Girlie Men
We get a lot of different people in Burnies’ Bar, Dan was one of the quieter customers. He comes in every afternoon at four and sits in the same seat at the end of the bar and has three beers and then leaves. He never talks to anyone and when in the past I’ve tried to strike up a conversation, he didn’t have much to say. He’s not a big guy at all, so I was surprised to learn that he put in two tours of duty in the Marines. Given all this I was surprised when one day he came over and sat next to me.
“Max, I’ve overheard some of your conversations about the elections and I believe you’ll find a thought I had interesting,” Dan said.

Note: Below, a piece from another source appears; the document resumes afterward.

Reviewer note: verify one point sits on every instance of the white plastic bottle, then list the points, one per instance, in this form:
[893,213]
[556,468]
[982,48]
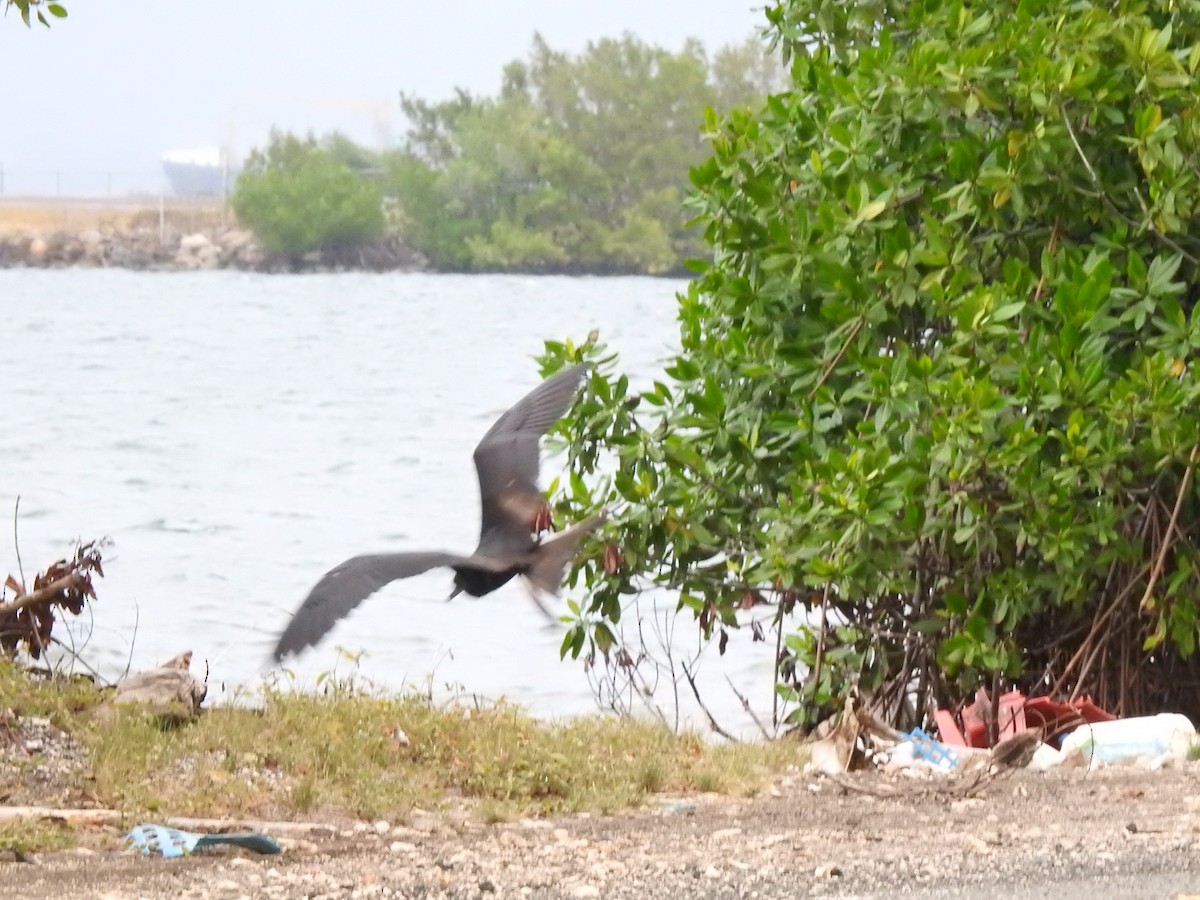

What’s that Dan?” I asked.
“Do you know how President Bush never really was in the military, how Dick Cheney was never in the military, how John Ashcroft wasn’t in the military, how Paul Wolfiwitz was never in the military, how Douglas Feith was never in the military and how Carl Rove was never in the military. Yet, they’re eager to send others who are in ther military out to get their butts blown off.”
Yes, Dan I’m aware of al that. Sol what?” I replied.
“Could it be our government is being run by a bunch of ‘girlie men’?”
“Whoa, Dan. That’s going a bit far. That’s Arnold Swartzenneggers expression. I don’t think he’d apply it to the present administration.”
“That’s another thought I had Max. This Mr. Universe thing, this body fetish. Women get into that kind of thing, but do real men? And the play acting. Is that really manly?”
“I almost swallowed my cigar/ “Dan, you’re not saying Arnold is a ‘girlie man’ are you?”
“I guess not, Max. It was just a thought.” Dan answered.